Willie Whitelaw was a good man, I honestly believe that he wouldn't have been party to a cover-up without good reason. I also firmly believe politicians of all flavours are lower than a snakes belly but Whitelaw was of a long extinct breed far superior to the current crop of charlatans.
I can only think that his part in this cover up would be motivated by honourable intent. In July 1972 Whitelaw was trying to bring an end to violence in Northern Ireland and talking to the IRA, I would imagine having a priest arrested for the bombing would have excited public opinion in Ulster to fever pitch and prevented any hope of a negotiated peace.
The fact that those negotiations failed is not actually material to the motives.
Its being put about that there was a cover up as they didn't want the threat of a civil war to become real. They thought that the Protestants may have went apeshit, if they had found that the Catholic church had provided the OC of the IRA in South Londonderry.

If that is true I can understand why they covered it up, but its still wrong that he escaped prosecution to set-up a new parish in Donegal.
 
#19
It's strange that he was not even brought in for questioning, even though he was subsequently seen in Derry frequently after moving to Donegal
 
#20
Its being put about that there was a cover up as they didn't want the threat of a civil war to become real. They thought that the Protestants may have went apeshit, if they had found that the Catholic church had provided the OC of the IRA in South Londonderry.

If that is true I can understand why they covered it up, but its still wrong that he escaped prosecution to set-up a new parish in Donegal.
I'm not arguing that it is right that Chesney escaped justice. Far from it, the man should of hanged.

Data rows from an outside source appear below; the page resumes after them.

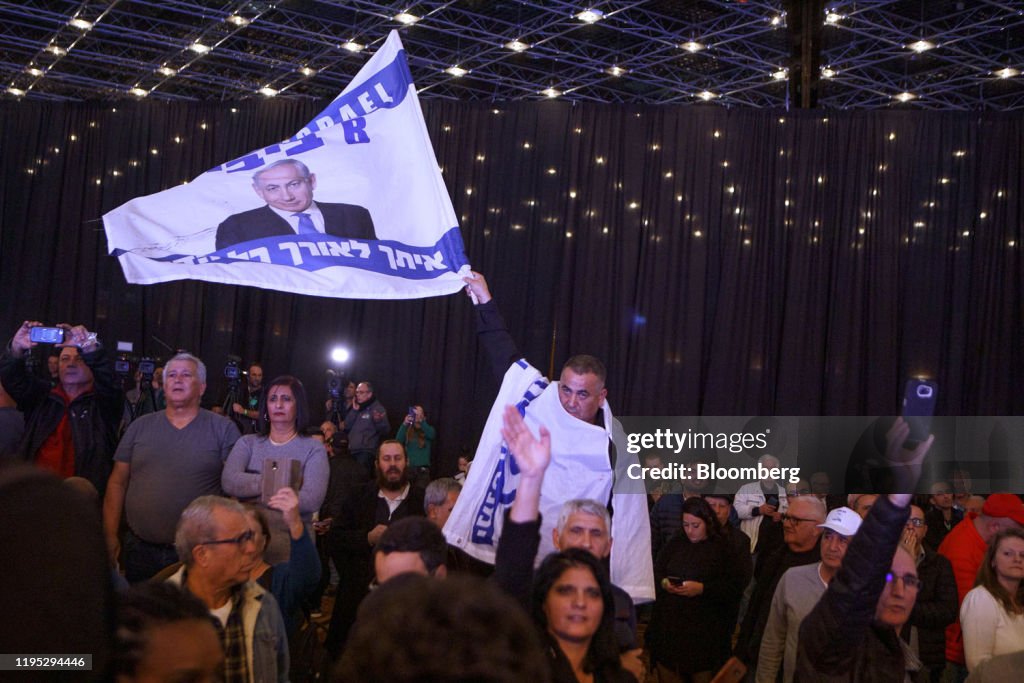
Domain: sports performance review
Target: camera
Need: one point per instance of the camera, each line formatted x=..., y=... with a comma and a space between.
x=232, y=371
x=334, y=384
x=146, y=367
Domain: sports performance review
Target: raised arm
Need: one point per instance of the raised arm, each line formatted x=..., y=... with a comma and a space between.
x=491, y=328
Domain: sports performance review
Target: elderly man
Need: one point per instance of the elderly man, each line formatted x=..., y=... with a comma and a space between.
x=584, y=462
x=798, y=592
x=801, y=531
x=70, y=428
x=165, y=460
x=218, y=550
x=366, y=425
x=287, y=186
x=358, y=527
x=852, y=633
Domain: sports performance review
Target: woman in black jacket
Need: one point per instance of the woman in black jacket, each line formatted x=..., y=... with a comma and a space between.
x=572, y=605
x=689, y=633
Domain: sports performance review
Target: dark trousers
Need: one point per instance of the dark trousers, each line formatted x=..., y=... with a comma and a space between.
x=143, y=559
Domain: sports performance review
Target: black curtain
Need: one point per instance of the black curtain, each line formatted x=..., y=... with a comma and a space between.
x=721, y=261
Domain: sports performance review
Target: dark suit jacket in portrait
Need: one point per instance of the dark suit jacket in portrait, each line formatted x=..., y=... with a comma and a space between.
x=340, y=220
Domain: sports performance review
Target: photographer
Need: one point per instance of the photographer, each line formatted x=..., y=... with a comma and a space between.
x=245, y=410
x=71, y=428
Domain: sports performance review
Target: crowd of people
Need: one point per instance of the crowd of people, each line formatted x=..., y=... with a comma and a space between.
x=206, y=545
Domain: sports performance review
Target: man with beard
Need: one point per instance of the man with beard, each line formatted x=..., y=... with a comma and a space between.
x=356, y=530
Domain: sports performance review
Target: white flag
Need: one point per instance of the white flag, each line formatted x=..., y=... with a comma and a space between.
x=351, y=206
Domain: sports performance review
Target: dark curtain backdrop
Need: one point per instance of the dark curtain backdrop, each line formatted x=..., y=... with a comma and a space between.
x=721, y=261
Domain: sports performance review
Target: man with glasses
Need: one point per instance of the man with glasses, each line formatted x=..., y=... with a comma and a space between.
x=798, y=592
x=852, y=632
x=366, y=425
x=218, y=550
x=801, y=531
x=937, y=604
x=165, y=461
x=942, y=516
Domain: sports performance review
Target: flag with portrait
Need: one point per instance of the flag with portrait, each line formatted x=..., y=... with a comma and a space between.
x=352, y=206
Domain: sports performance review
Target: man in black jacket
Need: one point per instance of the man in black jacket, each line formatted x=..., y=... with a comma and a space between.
x=70, y=429
x=851, y=634
x=937, y=604
x=358, y=527
x=802, y=535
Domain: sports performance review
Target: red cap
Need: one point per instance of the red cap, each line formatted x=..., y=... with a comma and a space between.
x=1005, y=505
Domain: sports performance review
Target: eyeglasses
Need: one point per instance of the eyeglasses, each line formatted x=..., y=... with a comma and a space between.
x=240, y=540
x=910, y=582
x=797, y=520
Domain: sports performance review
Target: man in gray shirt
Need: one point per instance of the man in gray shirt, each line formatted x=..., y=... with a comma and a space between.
x=164, y=462
x=799, y=590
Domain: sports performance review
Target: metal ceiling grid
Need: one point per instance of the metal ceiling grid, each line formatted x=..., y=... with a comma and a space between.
x=638, y=51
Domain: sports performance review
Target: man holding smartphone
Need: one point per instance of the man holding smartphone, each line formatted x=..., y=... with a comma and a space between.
x=71, y=428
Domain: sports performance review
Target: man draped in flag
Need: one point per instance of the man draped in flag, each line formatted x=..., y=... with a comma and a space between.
x=584, y=459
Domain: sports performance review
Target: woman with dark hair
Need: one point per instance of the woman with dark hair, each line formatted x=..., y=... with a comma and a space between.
x=418, y=437
x=573, y=606
x=992, y=612
x=293, y=582
x=690, y=631
x=279, y=456
x=165, y=634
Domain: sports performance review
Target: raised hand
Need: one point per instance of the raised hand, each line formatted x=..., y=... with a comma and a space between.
x=531, y=454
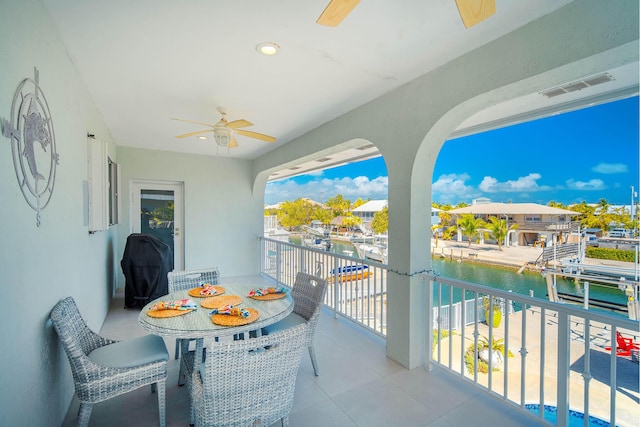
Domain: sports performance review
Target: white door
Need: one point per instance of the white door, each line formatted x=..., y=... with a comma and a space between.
x=157, y=208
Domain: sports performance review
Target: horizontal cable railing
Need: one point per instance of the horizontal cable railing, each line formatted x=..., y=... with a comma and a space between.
x=541, y=357
x=357, y=289
x=553, y=360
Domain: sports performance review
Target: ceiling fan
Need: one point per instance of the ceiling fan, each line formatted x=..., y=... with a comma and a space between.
x=224, y=131
x=471, y=11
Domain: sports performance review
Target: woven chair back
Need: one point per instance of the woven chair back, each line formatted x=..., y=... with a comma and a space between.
x=251, y=382
x=308, y=293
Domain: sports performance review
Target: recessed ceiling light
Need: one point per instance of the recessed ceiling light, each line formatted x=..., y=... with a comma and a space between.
x=268, y=48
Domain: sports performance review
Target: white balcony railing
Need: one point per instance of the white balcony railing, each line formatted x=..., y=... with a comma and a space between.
x=556, y=359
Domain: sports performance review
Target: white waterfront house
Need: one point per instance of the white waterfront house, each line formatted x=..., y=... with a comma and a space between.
x=537, y=224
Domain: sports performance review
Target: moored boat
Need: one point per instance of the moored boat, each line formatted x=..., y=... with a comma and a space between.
x=349, y=273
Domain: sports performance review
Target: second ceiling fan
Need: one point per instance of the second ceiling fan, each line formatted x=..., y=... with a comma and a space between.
x=223, y=130
x=471, y=11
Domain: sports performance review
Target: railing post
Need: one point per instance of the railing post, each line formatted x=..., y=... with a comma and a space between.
x=278, y=262
x=429, y=319
x=563, y=369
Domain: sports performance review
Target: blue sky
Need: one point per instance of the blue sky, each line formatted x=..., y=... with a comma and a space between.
x=584, y=155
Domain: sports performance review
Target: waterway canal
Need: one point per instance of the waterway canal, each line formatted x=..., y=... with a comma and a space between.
x=507, y=278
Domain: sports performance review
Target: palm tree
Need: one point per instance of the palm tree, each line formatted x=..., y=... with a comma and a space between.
x=470, y=226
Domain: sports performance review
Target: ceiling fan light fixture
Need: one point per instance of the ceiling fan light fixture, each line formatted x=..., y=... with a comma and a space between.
x=268, y=48
x=222, y=136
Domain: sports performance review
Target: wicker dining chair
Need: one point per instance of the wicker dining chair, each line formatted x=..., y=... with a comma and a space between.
x=249, y=382
x=182, y=281
x=103, y=368
x=307, y=293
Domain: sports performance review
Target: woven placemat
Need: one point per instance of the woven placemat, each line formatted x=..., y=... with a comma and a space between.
x=228, y=320
x=221, y=301
x=195, y=292
x=269, y=297
x=166, y=313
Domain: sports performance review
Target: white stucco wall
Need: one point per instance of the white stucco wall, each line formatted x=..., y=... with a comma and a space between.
x=410, y=124
x=41, y=265
x=223, y=218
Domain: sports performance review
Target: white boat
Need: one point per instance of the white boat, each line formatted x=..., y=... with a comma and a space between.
x=376, y=251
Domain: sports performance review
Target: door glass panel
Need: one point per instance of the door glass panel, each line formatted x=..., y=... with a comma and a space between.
x=156, y=214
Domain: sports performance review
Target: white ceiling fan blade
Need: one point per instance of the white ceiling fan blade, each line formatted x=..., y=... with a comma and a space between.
x=474, y=11
x=255, y=135
x=186, y=135
x=336, y=11
x=192, y=121
x=242, y=123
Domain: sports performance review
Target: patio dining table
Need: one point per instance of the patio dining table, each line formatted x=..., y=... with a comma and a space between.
x=198, y=324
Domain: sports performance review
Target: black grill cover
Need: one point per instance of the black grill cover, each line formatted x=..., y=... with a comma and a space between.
x=145, y=264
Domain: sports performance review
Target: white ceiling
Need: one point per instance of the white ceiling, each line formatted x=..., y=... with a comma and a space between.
x=147, y=61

To be entirely honest I'm not in favour of the state coverin things up either, but as I said I do not believe Whitelaw would have done it without the most genuine of motives.
As well as the threat of Protestant reaction it is probable that Catholics would have believed an arrest of a Catholic priest to be a state attack on the church, it is unlikely that the majority of Catholics (at that point) would have believed a priest would plant a bomb.